Our exchange activity (1) maintains low indicating less activity related to retailers. While we can detect big activity outside of exchanges. interesting here, everytime when we detect big activity related to total transferred BTC on the network (2), but the exchange activity is low, we lift up and dump afterwards. To be clear, that could be a sign that OTC desks are selling. Our last big activity here was detected 11Jan22. As I have mentioned different times already, that would match to Genesis (OTC Desk) last Q3 2021 report indicating less BTC demand by institutionals.
I don’t think it’s coincidence that the network activity rises (1) always close before we dump. Afterwards exchange activity rises (2) too. Also interesting here to see what exchanges shows the biggest sequential activities. It’s at the moment Okex, Binance, Gemini, Kraken and FTX. Coinbase and Bitfinex are not playing a big role in the price action of the last 2-3 days. Also interesting that I have reported many times in the last few weeks, that Binance, Gemini, Bitfinex and Okex has rising exchange reserves in BTC.

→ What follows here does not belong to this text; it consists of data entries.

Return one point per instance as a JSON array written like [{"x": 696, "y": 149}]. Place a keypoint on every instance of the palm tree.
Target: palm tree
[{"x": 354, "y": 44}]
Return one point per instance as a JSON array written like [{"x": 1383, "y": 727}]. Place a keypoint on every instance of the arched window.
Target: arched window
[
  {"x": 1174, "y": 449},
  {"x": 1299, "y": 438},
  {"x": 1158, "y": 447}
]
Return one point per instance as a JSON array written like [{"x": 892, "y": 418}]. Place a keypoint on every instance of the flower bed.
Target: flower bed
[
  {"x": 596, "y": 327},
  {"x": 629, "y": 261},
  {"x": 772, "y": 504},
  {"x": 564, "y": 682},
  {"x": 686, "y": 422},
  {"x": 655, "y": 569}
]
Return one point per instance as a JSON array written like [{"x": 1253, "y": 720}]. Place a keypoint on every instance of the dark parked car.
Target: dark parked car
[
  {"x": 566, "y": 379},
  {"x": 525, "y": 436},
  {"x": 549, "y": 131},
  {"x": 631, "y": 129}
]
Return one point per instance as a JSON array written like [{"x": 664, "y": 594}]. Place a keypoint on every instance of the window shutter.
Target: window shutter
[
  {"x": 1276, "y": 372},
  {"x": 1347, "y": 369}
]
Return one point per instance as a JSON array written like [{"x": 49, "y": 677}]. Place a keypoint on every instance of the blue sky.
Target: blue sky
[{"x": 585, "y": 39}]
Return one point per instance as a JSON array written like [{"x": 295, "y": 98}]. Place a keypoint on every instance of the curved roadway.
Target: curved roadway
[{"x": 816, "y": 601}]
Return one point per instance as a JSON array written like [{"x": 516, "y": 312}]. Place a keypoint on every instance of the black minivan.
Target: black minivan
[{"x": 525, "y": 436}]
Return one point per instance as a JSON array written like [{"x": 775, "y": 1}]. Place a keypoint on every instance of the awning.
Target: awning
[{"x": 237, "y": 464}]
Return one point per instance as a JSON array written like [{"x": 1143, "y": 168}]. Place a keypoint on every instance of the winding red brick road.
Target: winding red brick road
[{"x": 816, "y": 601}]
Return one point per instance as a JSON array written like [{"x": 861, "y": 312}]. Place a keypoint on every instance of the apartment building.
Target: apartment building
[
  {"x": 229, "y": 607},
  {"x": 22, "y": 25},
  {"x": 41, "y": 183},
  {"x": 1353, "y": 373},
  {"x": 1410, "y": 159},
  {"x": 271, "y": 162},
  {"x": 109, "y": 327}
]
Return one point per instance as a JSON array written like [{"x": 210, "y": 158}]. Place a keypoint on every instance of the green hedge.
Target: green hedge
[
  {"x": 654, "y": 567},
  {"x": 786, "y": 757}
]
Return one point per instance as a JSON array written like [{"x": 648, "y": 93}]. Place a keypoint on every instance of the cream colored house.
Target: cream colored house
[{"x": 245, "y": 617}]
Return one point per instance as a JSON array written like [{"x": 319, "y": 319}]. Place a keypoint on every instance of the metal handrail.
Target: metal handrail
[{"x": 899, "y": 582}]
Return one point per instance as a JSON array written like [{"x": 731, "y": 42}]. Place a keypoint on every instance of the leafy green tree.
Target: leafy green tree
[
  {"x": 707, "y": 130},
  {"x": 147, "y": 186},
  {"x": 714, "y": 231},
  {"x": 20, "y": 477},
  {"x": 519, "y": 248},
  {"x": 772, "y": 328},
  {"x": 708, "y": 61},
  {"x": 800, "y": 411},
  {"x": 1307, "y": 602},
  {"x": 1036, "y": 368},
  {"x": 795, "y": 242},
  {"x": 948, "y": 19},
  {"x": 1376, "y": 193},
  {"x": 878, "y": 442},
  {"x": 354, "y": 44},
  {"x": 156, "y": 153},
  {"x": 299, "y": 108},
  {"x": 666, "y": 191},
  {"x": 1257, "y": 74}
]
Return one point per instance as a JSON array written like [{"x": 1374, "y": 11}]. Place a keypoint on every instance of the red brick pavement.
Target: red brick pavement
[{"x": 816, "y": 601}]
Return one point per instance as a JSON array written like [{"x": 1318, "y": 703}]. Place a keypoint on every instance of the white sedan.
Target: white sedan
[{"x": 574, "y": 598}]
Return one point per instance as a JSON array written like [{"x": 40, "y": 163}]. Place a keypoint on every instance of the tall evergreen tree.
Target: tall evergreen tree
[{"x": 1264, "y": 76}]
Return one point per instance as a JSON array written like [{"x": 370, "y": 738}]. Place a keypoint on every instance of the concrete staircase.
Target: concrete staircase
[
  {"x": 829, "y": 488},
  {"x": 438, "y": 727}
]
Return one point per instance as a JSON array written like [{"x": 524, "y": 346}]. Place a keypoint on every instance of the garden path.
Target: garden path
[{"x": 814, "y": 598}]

Upper wall at 70k - Lower Wall at 38k
Upper wall at 69k - Lower Wall at 40k
Upper wall at 62.7k - Lower Wall at 38.5k
Upper wall at 45.5k - Lower Wall at 40k
Upper wall at 45.5k - Lower Wall at 41.4k
Inspos Conclusion and personal trade strategy
Taking into account the information above we are not done yet, even if I think the bottom is in based on what I see. So, at the moment I’m not expecting a dump heading upper 30s anymore, but I’m not expecting 48k next week either. I don’t think we will maintain 43k just because our max pain of the 21Jan22 expiry as the Open Interest isn’t really big. I think we will maintain a trading range between 45.5k - 40k until end of the next week. The week of the 28Jan22 expiry will let us lift up heading the max pain level of 48k.
I will maintain my short position with my 42.8k open, even if I think it’s possible that we lift up even more short term. I’m not shorting with high leverage, so even if we start lifting up heading 44k I have enough margin and time to close with little loss. Anyway, I expect a retest of 40k soon. We still have a lot of high leverage longs (we also have shorts here, but more longs remaining) and I think we need to clean those high leverage positions before we can lift up heading 50s. So, still expecting a rising volatility soon. At the moment the market looks guided by some assets like SPX, NDX and indirectly also by DXY. So, I would not expect a big pump or dump this weekend. However, I will max my risk management in case they surprise me.
Right now I’m 40% bullish and 60% bearish.